Craft Fairs... it's a living!
Choosing the right fair.
Sign in to participate in this discussion.
This discussion is public.
Okay so I've done a couple of fairs, and to be honest, they've been a bust except one.
People seem to think that "Craft" means "Cheap". My stuff isn't expensive, I don't think so anyway, but I feel like it's more than people want to spend at fairs.
How do you choose the right fair, without having to wait a year til you've been to see the event before? I thought about wedding fayres, but do people buy much there or is it more to browse and decide later?
Any UK sellers been to any particularly good fairs? Or good fair organisers?
Posted at 6:53pm Jul 1, 2012 EDT
Scope out other vendors at your shows or at shows you visit. Notice the ones whose items seem the same level of craft, quality and price as yours. (It's best to find ones who don't have items that compete with yours.
Tell them what you make and that you are looking for good shows. Ask them which shows are their favorites and why. Be sure you don't keep the vendors from talking to customers, though. :)

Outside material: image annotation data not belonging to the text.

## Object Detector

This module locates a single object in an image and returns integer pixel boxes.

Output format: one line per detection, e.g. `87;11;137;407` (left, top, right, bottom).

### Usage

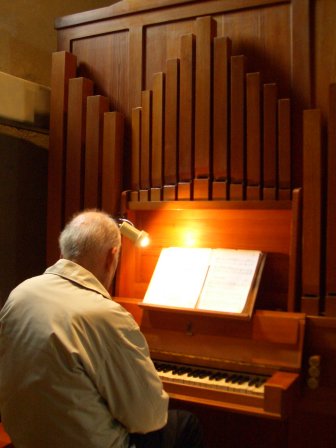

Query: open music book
143;247;265;317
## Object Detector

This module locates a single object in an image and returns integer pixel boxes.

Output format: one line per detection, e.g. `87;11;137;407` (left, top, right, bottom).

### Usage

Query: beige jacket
0;260;168;448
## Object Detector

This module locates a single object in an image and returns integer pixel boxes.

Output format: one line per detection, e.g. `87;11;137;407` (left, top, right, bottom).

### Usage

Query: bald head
59;210;121;289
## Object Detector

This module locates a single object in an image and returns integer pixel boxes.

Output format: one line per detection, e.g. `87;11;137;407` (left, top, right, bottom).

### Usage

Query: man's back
0;260;167;448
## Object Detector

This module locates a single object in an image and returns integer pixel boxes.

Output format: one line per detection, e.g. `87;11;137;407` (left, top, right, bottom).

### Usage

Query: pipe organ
47;0;336;448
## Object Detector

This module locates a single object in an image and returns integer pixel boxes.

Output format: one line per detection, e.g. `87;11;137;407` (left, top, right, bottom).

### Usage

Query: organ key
154;361;268;396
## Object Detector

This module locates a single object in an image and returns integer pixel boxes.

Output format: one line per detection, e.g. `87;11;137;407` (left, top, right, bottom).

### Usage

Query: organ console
47;0;336;448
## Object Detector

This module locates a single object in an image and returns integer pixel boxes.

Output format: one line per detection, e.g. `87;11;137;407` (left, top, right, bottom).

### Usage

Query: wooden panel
65;78;93;221
246;72;262;199
151;73;165;201
263;84;277;199
325;83;336;316
278;99;292;199
212;37;231;199
101;112;124;216
195;17;216;178
84;95;109;208
178;34;195;199
118;201;292;309
46;51;77;265
230;55;246;199
302;109;322;314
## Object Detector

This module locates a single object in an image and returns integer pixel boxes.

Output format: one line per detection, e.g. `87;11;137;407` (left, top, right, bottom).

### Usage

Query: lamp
118;218;149;247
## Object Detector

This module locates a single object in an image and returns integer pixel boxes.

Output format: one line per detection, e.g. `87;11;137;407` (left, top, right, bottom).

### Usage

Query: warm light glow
120;221;150;247
182;230;198;247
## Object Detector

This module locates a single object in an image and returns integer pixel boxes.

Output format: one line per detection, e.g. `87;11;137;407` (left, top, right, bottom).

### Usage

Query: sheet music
143;247;211;308
197;249;260;313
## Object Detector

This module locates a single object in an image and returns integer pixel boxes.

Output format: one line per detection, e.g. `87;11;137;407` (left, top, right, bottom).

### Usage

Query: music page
143;247;211;308
197;249;261;313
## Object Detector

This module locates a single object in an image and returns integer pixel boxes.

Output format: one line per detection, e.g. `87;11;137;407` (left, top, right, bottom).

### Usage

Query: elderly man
0;210;201;448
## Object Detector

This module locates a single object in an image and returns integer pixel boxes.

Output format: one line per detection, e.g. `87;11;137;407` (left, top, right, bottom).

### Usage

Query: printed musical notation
143;247;265;314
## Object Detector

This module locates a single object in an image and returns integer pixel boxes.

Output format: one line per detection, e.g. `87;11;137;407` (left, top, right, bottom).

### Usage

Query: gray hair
59;210;121;261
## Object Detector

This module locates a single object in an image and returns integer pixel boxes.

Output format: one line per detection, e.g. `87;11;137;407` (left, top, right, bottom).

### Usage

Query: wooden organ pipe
64;78;93;221
177;34;195;200
301;109;322;315
46;51;77;265
84;95;109;208
212;37;231;199
151;73;165;201
325;83;336;316
163;59;179;201
131;23;292;206
194;17;216;199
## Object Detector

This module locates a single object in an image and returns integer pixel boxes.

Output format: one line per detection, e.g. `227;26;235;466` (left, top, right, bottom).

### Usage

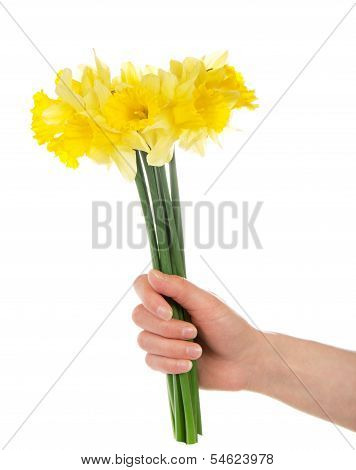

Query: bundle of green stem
136;151;202;444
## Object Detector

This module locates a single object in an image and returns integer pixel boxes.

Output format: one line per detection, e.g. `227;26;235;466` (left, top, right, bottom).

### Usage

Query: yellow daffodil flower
32;51;257;180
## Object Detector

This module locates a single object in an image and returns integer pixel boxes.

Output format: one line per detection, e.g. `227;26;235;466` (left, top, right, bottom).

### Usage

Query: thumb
148;269;220;319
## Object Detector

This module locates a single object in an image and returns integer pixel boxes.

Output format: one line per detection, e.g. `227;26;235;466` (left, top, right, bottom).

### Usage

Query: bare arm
133;271;356;431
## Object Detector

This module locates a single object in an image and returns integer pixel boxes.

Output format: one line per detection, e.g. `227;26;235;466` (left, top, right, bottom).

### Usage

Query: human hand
132;270;260;390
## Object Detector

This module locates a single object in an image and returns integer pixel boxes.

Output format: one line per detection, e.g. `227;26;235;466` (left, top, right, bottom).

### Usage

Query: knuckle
132;304;143;325
137;331;147;349
160;321;172;337
133;274;147;289
172;275;187;298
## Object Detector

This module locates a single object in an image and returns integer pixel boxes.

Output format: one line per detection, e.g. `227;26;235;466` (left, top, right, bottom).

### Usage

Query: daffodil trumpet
32;52;257;444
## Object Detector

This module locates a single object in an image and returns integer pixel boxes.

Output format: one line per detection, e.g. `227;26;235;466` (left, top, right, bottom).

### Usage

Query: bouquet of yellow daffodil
32;52;256;444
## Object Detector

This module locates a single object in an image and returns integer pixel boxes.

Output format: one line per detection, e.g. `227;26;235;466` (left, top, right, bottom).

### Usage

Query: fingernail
150;269;167;281
182;326;197;339
186;343;202;359
156;305;173;320
177;359;193;372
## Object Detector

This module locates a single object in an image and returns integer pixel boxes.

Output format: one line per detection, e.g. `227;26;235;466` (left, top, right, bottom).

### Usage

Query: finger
132;304;197;339
137;331;202;359
134;274;173;320
147;269;220;315
146;354;193;374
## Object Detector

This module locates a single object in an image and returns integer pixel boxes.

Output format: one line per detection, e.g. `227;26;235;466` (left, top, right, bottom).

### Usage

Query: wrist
245;329;283;395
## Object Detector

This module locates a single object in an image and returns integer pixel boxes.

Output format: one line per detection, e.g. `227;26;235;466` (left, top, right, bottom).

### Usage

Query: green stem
169;153;186;272
135;152;161;269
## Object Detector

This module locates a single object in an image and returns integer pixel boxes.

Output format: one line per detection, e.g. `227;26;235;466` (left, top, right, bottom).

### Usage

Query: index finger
133;274;173;320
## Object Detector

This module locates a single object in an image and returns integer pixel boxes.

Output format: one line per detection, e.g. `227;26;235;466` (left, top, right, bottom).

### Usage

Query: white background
0;0;356;470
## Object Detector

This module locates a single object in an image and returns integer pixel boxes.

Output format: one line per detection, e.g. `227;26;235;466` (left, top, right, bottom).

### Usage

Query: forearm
249;333;356;431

Posted at 7:34pm Jul 1, 2012 EDT
These are some of the things I look for when determining if a show is the right show for me to do:
1 - Merchandise
Is there a good cross section of items, or does it tend to lean too heavily towards any one item. Even if that one item isn't jewelry (which I make), it still gives me pause, because it could be known as "the place to get soap" or "the place to get handknits", which will not help me at all
2 - Pricing
Are most of the items priced lower than mine? Is there a good cross mix of prices? I don't want to be the most expensive booth at the fair. That won't work well for me. If there are other stands there, and they are in my price range, and the vendors seem familiar to a segment of the attendees, then I have a better chance
3 - Age range of attendees
Most of my work is geared to the white collar working woman demographic. As such, that means they tend to be mid 30's at the youngest. If I see a preponderance of younger women at this show, that *could* be a problem. Granted, my work would be right as presents for their mothers, potentially, but can they afford my prices, on the whole?
4 - Seeing my age range is only the first step
Seeing a large number of women over 35 is a good first step. However, I then have to examine them further. How are they dressed? What kind of shoes are they wearing? What kind of handbag are they carrying? Do they have kids with them or not? (People without kids have more time to shop) These are all clues to me as to whether they spend money on themselves or not.
5 - Handmade versus resellers
This one is crucial. I want a show where the vendors are handmade, and not resellers. Resellers tend to bring in a different clientele, as they have lower prices. They bring in the bargain hunters, and the ones who don't necessarily care if something is handmade, as long as the price is right. Those kind of shoppers will not usually shop with me. A show that is mostly, or preferably, one that is completely handmade, has my interest more.
6 - Multiple purchases?
I love to check and see if people are walking around with purchases from more than one vendor. This tells me people are there to shop, and have money to spend, and are not just there to grab something from a specific vendor they knew would be there.
These are just some of the things I look at, off the top of my head.
Posted at 7:43pm Jul 1, 2012 EDT
weirdly I do well at jewelry heavy shows...its as if the shoppers are so glad to have something besides another jewelry booth to look at that they buy.
I don't do well at country craft show or any show that is mostly knit, crochet, or cloth items.
I stay away from kid centric events, music centric events, and food centric events. No one want to carry around a fragile bowl while partying.
Posted at 10:02pm Jul 1, 2012 EDT
I avoid events, things that have craft as an extra.Certainly these are good if you fit with the theme ( maybe) but I haven't found them to be great.
Juried shows work but ask what the criteriun are.
If its available, join a council or guild. They often have shows and buyers expect a certain level of quality and know that they have to pay for that.
As everyone will say, check with other vendors. Most shows have a website and will have previous vendors listed. Get in touch with them and ask.
Posted at 11:45pm Jul 1, 2012 EDT
I avoid any show that has a yard sale/flea market component. People buying at these events are looking for the lowest price and want to bargain on the price. I rarely bargain on my prices unless I'm trying to sell out of something so I don't need to bring it home with me.
I'm also coming to the conclusion that my items don't sell well during the summer. However fall is extremely busy for me. I cut back on summer shows this year and I think I may cut out all of July & August shows next year so I can concentrate on building up inventory for the fall.
Posted at 8:20am Jul 2, 2012 EDT
I would love a little heat. Here it is July and I am still freezing at my markets.
I am right now doing just farmers markets. I will be looking into craft fairs for the winter. I do have one market I will never do again at an Eagles Post. I did it last year just because I needed to do something.
I will never do yard sale/flea market shows again. I did a flea market once and it was not my type of clientele, and as was mentioned nobody wanted to pay for anything. I will also not do anything where people are selling mass produced items.
Nothing is lined up for the fall yet, but soon, I hope. It is getting to be quite a late date for it.